Her military career appeared to be flourishing. Then she came home to see her family in Copenhagen whilst on leave last year. “The Peshmerga gave me 15 days off, ” she explains. “After arriving in Denmark the police sent me an email after only three days. It said my passport was no longer valid, and would be revoked if I was to attempt to leave the country. If I was to go back I could go to jail for six years.”
She is furious with the Danish government for confiscating her passport under laws intended to stem the movement of ISIS fan boys to the conflict—a move that she describes as a “betrayal.” She now faces a choice between giving up her passport and rejoining her battalion, or waiting it out in Copenhagen and hoping that the law will change to differentiate her from jihadi fighters. “I have to remember these things I have seen in combat and the people I have left there,” she tells me as she weighs her options.
“These small girls, the sex slaves, I can’t as a human being—but especially as a Kurdish girl—I can’t ignore them. I can’t say I’m doing good in Denmark, so never mind what they are doing to these girls in Kurdistan.”

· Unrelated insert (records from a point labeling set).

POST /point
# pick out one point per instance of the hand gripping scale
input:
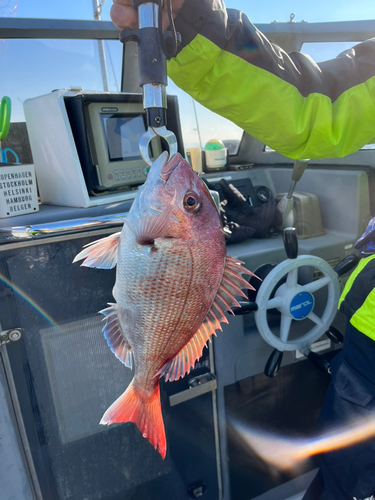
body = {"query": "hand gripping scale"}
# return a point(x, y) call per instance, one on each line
point(152, 71)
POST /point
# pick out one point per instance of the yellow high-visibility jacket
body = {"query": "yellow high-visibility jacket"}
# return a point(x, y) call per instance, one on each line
point(295, 106)
point(357, 300)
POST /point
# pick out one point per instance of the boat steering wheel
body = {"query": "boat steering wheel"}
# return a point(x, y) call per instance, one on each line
point(294, 301)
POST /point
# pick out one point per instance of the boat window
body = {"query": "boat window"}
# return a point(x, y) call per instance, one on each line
point(48, 65)
point(199, 125)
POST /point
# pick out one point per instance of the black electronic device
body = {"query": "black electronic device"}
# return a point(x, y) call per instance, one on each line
point(106, 129)
point(244, 186)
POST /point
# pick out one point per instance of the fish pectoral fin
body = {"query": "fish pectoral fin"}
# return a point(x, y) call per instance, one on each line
point(146, 229)
point(114, 336)
point(134, 405)
point(101, 253)
point(230, 285)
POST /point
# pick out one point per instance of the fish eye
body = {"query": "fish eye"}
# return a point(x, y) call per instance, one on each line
point(191, 202)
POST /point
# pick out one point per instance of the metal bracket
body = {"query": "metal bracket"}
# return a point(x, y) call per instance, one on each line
point(9, 336)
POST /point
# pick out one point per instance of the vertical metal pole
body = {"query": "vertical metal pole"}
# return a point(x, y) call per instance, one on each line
point(103, 63)
point(197, 124)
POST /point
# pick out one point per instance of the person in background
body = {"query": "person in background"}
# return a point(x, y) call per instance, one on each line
point(295, 106)
point(302, 110)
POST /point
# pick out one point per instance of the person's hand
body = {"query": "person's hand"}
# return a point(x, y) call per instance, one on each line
point(124, 15)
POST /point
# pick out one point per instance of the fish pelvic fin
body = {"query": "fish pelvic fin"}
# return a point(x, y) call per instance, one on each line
point(100, 253)
point(230, 285)
point(134, 405)
point(114, 336)
point(146, 229)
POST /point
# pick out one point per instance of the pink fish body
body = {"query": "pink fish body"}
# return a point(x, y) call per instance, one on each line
point(174, 283)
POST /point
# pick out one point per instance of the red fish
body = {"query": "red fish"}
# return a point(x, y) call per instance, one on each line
point(174, 282)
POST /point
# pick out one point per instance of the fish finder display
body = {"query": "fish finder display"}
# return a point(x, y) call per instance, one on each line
point(123, 133)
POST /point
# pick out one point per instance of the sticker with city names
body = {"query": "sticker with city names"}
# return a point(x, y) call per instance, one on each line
point(18, 191)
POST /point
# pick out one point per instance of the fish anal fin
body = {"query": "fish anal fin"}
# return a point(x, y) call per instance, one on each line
point(134, 405)
point(114, 336)
point(100, 253)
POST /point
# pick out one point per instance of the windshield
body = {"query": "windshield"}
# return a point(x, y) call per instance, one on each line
point(40, 66)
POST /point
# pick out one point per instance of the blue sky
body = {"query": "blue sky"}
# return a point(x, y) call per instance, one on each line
point(265, 11)
point(37, 67)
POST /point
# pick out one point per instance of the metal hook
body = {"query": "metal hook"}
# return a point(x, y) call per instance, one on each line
point(161, 132)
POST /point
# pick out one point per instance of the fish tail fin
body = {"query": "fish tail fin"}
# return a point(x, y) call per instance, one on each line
point(142, 409)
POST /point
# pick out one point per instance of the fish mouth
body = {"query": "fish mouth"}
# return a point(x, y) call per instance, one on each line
point(169, 167)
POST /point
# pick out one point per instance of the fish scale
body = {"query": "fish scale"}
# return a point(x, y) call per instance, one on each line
point(174, 283)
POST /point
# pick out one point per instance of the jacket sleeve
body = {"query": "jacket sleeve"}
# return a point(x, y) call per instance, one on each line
point(295, 106)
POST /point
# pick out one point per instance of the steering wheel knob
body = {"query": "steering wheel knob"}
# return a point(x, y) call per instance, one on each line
point(290, 242)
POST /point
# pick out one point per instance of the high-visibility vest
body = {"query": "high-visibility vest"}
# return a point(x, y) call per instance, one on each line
point(357, 300)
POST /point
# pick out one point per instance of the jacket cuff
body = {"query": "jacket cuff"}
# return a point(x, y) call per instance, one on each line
point(191, 19)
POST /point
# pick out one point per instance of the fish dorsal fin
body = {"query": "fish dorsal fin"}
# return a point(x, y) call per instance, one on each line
point(100, 253)
point(113, 334)
point(230, 285)
point(149, 227)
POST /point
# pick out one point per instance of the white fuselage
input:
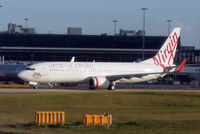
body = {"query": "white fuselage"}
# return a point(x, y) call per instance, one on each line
point(72, 72)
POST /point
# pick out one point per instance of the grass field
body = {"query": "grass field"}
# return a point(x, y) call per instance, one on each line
point(133, 112)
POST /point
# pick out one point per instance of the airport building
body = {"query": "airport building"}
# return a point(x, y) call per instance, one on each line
point(50, 47)
point(126, 47)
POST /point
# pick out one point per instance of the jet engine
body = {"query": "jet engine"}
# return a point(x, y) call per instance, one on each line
point(95, 82)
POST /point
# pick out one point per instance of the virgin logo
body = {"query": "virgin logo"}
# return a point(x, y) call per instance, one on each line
point(166, 54)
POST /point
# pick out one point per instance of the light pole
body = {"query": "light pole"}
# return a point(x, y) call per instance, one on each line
point(115, 26)
point(143, 44)
point(169, 21)
point(26, 21)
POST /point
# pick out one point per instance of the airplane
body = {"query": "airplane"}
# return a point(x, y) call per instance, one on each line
point(8, 73)
point(107, 74)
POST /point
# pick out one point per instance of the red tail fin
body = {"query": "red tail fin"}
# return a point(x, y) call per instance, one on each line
point(181, 66)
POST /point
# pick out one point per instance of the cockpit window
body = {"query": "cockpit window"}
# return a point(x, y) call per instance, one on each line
point(29, 68)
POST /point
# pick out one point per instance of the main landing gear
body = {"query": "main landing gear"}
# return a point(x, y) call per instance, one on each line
point(111, 86)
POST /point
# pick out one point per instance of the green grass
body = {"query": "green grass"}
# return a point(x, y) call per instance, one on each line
point(133, 112)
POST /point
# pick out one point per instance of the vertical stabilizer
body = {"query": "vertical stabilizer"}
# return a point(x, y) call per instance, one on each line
point(165, 56)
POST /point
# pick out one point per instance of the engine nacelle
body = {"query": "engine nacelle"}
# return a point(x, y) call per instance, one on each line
point(95, 82)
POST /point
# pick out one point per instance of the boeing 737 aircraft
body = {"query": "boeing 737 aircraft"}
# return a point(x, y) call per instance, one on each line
point(106, 74)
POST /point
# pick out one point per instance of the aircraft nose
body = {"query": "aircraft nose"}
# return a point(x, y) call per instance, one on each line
point(22, 75)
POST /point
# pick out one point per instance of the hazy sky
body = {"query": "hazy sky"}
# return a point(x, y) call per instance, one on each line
point(95, 16)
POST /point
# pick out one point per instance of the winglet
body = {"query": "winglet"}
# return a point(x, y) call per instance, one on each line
point(181, 66)
point(73, 59)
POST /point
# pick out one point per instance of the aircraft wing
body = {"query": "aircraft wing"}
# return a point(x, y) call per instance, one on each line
point(168, 70)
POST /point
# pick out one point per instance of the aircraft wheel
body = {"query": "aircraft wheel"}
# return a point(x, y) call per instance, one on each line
point(111, 87)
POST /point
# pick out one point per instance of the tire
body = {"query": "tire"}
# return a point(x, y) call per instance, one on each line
point(111, 87)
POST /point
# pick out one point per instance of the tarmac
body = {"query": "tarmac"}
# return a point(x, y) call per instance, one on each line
point(83, 90)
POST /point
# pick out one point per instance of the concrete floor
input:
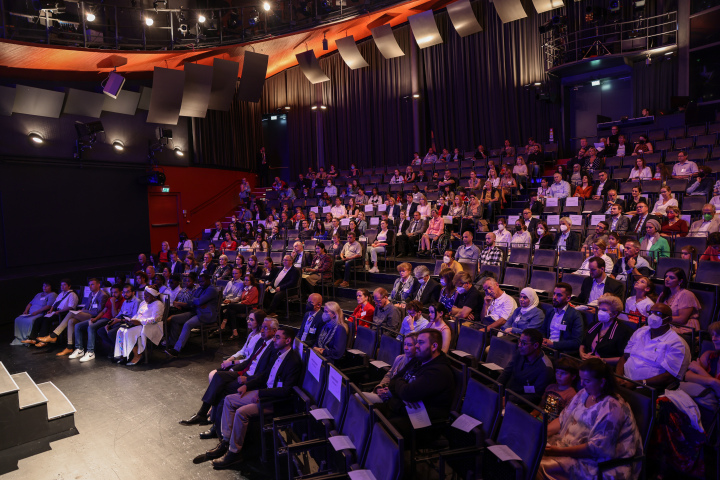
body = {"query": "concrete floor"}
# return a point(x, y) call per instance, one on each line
point(127, 417)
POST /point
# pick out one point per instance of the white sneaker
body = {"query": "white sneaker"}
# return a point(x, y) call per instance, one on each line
point(77, 353)
point(88, 356)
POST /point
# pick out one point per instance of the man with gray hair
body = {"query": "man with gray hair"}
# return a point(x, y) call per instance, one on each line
point(429, 290)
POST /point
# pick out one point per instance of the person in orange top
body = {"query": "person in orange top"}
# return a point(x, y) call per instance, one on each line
point(365, 310)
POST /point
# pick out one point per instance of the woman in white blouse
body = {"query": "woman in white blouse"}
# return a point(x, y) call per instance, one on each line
point(666, 200)
point(640, 171)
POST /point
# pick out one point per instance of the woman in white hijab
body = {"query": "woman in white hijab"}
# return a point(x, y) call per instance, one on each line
point(527, 315)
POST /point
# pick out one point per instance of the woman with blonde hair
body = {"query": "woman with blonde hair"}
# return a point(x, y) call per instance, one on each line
point(332, 340)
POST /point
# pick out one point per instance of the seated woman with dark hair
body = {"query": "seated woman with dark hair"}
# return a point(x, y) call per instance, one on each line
point(595, 427)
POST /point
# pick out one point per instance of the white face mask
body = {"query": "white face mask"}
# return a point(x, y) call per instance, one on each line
point(655, 321)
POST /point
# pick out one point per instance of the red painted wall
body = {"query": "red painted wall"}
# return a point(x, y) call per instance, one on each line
point(192, 186)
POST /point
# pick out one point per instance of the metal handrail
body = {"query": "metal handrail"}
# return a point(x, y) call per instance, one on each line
point(643, 34)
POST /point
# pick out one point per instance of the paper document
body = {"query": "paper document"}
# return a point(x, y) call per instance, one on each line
point(335, 383)
point(466, 423)
point(492, 366)
point(341, 442)
point(321, 414)
point(418, 416)
point(361, 475)
point(504, 453)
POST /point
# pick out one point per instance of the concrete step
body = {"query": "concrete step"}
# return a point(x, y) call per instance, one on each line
point(7, 384)
point(29, 393)
point(58, 404)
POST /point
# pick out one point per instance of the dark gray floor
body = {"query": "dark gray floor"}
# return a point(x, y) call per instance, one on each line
point(127, 417)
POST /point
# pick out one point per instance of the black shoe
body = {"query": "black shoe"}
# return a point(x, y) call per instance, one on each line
point(231, 459)
point(218, 451)
point(195, 420)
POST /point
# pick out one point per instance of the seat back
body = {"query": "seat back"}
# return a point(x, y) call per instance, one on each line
point(384, 456)
point(483, 397)
point(471, 341)
point(501, 350)
point(523, 433)
point(708, 272)
point(389, 349)
point(366, 340)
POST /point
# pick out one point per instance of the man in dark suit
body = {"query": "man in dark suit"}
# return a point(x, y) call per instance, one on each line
point(286, 278)
point(637, 223)
point(602, 186)
point(234, 372)
point(598, 283)
point(218, 233)
point(175, 265)
point(563, 328)
point(428, 290)
point(203, 306)
point(312, 321)
point(275, 383)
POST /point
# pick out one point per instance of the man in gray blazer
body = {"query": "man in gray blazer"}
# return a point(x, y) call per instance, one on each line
point(618, 222)
point(204, 306)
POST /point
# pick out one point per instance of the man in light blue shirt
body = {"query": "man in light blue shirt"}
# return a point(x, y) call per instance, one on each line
point(560, 188)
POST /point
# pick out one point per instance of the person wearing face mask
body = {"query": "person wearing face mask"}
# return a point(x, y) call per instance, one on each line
point(490, 255)
point(655, 354)
point(332, 339)
point(563, 327)
point(566, 239)
point(545, 239)
point(428, 290)
point(653, 246)
point(607, 338)
point(502, 236)
point(527, 315)
point(708, 224)
point(449, 262)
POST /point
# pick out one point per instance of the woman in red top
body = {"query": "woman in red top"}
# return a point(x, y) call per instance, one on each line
point(228, 244)
point(365, 310)
point(673, 225)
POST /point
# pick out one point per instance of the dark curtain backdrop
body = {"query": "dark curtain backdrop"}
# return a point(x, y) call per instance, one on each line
point(655, 84)
point(475, 86)
point(229, 139)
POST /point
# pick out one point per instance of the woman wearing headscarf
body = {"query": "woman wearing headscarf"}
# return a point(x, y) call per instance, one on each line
point(527, 315)
point(654, 246)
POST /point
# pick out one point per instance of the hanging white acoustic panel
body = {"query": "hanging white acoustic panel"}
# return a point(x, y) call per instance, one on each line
point(463, 18)
point(386, 42)
point(425, 29)
point(509, 10)
point(311, 67)
point(350, 53)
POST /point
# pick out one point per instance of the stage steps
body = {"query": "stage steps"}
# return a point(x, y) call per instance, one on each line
point(30, 414)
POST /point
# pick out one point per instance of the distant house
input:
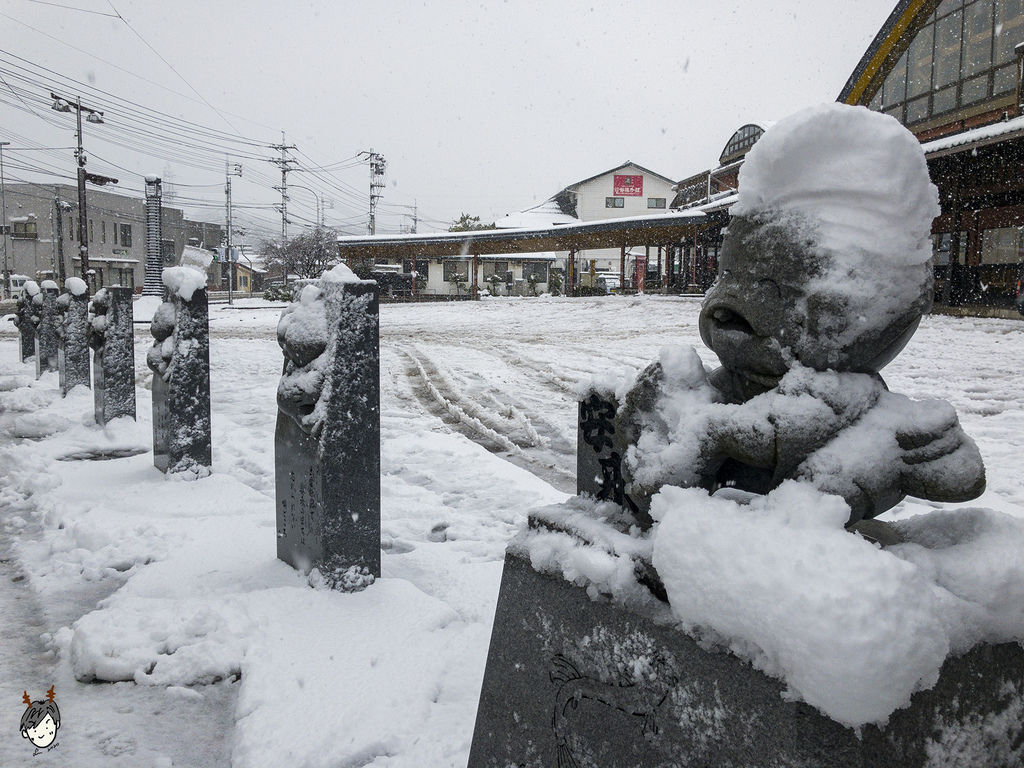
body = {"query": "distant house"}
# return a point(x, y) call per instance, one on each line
point(693, 265)
point(950, 72)
point(115, 232)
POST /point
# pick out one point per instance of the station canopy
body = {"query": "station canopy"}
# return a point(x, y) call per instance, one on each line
point(657, 229)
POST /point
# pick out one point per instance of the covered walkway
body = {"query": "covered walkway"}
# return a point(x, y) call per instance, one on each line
point(658, 230)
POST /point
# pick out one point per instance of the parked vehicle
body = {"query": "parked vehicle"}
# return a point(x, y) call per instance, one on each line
point(16, 285)
point(608, 283)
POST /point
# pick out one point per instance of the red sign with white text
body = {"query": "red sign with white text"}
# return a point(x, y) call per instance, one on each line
point(628, 185)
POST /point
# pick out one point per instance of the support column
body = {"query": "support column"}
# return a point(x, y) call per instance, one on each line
point(152, 285)
point(622, 268)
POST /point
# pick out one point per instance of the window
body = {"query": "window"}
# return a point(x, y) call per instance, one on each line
point(1001, 246)
point(457, 270)
point(536, 271)
point(492, 268)
point(24, 230)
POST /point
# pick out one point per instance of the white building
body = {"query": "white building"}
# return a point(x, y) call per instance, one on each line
point(629, 189)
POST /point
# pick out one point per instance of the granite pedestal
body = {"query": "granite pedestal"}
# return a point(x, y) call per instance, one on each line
point(114, 354)
point(574, 683)
point(328, 475)
point(26, 328)
point(181, 433)
point(73, 349)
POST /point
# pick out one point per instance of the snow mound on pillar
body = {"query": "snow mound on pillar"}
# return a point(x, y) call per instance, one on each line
point(183, 281)
point(852, 629)
point(858, 175)
point(76, 286)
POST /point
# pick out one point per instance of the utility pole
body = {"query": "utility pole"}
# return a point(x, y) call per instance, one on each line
point(93, 116)
point(285, 164)
point(54, 232)
point(229, 170)
point(3, 205)
point(59, 206)
point(377, 167)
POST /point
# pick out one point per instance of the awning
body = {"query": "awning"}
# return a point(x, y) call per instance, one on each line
point(655, 229)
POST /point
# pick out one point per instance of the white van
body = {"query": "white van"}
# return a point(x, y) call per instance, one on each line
point(607, 283)
point(17, 285)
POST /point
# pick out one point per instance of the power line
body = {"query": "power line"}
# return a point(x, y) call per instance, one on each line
point(170, 66)
point(72, 7)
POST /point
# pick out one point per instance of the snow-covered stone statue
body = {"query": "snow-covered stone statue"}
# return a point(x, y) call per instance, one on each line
point(44, 303)
point(26, 320)
point(179, 359)
point(73, 332)
point(113, 340)
point(824, 273)
point(717, 593)
point(328, 434)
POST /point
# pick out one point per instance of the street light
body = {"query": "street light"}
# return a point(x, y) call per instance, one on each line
point(96, 117)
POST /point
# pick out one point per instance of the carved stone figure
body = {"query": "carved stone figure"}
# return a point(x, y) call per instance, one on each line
point(26, 320)
point(813, 298)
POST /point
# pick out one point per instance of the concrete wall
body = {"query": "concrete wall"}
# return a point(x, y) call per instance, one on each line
point(437, 285)
point(591, 206)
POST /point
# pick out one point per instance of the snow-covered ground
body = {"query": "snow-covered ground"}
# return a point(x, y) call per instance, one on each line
point(123, 574)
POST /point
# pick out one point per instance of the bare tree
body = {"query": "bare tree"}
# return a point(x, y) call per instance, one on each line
point(307, 255)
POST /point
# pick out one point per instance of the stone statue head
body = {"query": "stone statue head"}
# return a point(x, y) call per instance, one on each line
point(826, 259)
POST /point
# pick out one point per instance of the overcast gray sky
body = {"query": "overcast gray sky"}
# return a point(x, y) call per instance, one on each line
point(483, 108)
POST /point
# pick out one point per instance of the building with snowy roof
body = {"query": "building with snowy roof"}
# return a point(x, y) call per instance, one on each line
point(950, 72)
point(692, 265)
point(115, 231)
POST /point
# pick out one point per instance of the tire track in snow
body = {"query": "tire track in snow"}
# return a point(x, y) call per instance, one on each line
point(494, 423)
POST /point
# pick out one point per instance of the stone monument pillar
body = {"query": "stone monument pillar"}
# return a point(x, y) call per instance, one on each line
point(328, 434)
point(745, 628)
point(113, 340)
point(73, 333)
point(26, 318)
point(46, 332)
point(180, 363)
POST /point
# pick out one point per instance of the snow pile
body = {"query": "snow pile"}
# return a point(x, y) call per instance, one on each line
point(183, 281)
point(858, 174)
point(340, 273)
point(852, 629)
point(76, 286)
point(853, 185)
point(844, 433)
point(162, 328)
point(302, 334)
point(606, 565)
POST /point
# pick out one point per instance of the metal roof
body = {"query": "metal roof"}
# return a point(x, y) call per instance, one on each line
point(632, 230)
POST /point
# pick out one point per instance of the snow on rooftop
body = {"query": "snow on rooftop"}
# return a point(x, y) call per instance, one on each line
point(975, 135)
point(668, 218)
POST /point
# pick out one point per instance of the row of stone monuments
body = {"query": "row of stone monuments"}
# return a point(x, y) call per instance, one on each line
point(58, 329)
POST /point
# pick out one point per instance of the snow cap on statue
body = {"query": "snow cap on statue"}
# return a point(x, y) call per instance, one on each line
point(857, 176)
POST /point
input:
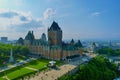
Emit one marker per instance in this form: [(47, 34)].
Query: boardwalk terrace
[(54, 47)]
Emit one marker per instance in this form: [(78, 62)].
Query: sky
[(79, 19)]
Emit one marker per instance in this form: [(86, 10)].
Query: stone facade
[(54, 48)]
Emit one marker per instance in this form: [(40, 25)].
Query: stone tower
[(55, 34)]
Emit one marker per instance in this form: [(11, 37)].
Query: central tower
[(55, 34)]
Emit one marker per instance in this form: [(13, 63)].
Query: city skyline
[(78, 19)]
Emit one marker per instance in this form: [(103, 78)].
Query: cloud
[(96, 14), (18, 21), (15, 24), (49, 12)]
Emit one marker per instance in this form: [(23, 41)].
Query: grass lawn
[(2, 78), (38, 64), (19, 72)]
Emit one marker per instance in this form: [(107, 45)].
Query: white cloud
[(16, 22), (49, 12), (95, 14)]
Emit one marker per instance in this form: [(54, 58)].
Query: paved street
[(55, 74)]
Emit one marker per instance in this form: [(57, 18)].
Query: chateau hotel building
[(54, 47)]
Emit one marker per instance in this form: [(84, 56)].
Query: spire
[(54, 26)]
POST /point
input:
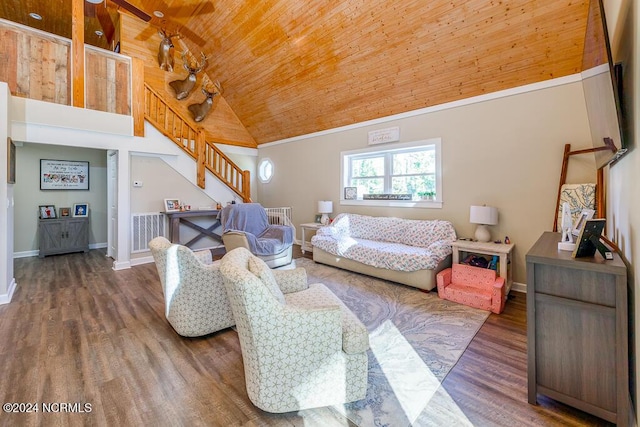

But she is equally loathe to lose the freedoms that Europe affords her—so for now, she is stuck in Copenhagen. Instead of fighting with her Peshmerga ‘sisters’ (whom she also complains have not been paid in seven months), she is reluctantly studying politics and philosophy in Denmark, where the government pays for her university education.
“I am a European Kurdish girl. Most of my beliefs and morals are European. I couldn’t live in Kurdistan for more than one or two years—it is not very comfortable there as a woman for me. I would rather choose public justice than personal happiness. I would give my life for Europe, for democracy, for freedom and for women’s rights. I feel like I have been betrayed by those who I was ready to sacrifice my life for.”
She believes she’s seen as a terrorist in her own country, and she lives in hiding and changes her location constantly from fear of reprisal.
“I am sorry for breaking the law but I had no choice in my mind at the time. Those I risked my life for, are now taking away my freedom. I did not expect to lose almost everything for fighting for our freedom and our safety.”